NEW MEXICO EDITORIAL FORUM
By Jason Marks
Year in and year out, healthcare costs go up faster than the rate of inflation. This year, we will spend more than $2.5 trillion on healthcare in the U.S., which is over $8,100 per person. Even at that, more than 35 million of our fellow citizens are left without regular healthcare coverage through insurance or a government program.
Health insurers serve as a convenient target, getting criticized for denying care to those that need it most, creating too much red-tape for doctors and other providers, and for diverting too much of our insurance dollars to administrative overhead, profits, executive compensation, and lobbying. But since most insurers pay out 75 to 85 percent of premium dollars in medical reimbursements, the direct savings from taking them entirely out of the system is no more than 25 percent.

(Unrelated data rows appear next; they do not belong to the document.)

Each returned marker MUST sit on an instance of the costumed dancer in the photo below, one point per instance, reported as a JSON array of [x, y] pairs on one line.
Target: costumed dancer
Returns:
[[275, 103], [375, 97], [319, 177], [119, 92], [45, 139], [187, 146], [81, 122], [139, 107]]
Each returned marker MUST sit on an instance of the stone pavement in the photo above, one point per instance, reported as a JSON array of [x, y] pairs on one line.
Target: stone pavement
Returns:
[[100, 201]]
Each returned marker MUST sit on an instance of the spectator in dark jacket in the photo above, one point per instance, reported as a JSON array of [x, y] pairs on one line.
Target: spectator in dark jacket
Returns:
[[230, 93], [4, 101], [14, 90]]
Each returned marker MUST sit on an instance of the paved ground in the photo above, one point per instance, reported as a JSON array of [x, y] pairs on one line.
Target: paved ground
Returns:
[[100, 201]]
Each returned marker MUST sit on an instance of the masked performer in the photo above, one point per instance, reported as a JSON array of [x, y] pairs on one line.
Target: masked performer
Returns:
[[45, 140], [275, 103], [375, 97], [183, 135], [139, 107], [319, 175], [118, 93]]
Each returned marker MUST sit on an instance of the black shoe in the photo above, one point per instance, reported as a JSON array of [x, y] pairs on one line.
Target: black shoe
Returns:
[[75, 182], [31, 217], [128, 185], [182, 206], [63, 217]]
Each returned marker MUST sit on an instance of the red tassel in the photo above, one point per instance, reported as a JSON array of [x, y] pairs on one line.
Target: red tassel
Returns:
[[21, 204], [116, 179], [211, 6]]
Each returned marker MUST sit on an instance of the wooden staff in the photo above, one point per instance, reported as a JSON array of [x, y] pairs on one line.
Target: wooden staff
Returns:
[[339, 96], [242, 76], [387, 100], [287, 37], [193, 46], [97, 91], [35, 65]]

If like me, you are concerned not just with the availability and quality of healthcare, but also its affordability, then it is important to understand that we have to look beyond insurance reform and coverage mandates. We must also look also at our healthcare industries, by which I mean doctors, hospitals, pharmaceutical companies, and so forth. Most importantly, we have to look at -- and fundamentally change -- the current dynamic in which employers, insurers, healthcare providers, and last (and sometimes least) patients come together to deliver and pay for our medical care.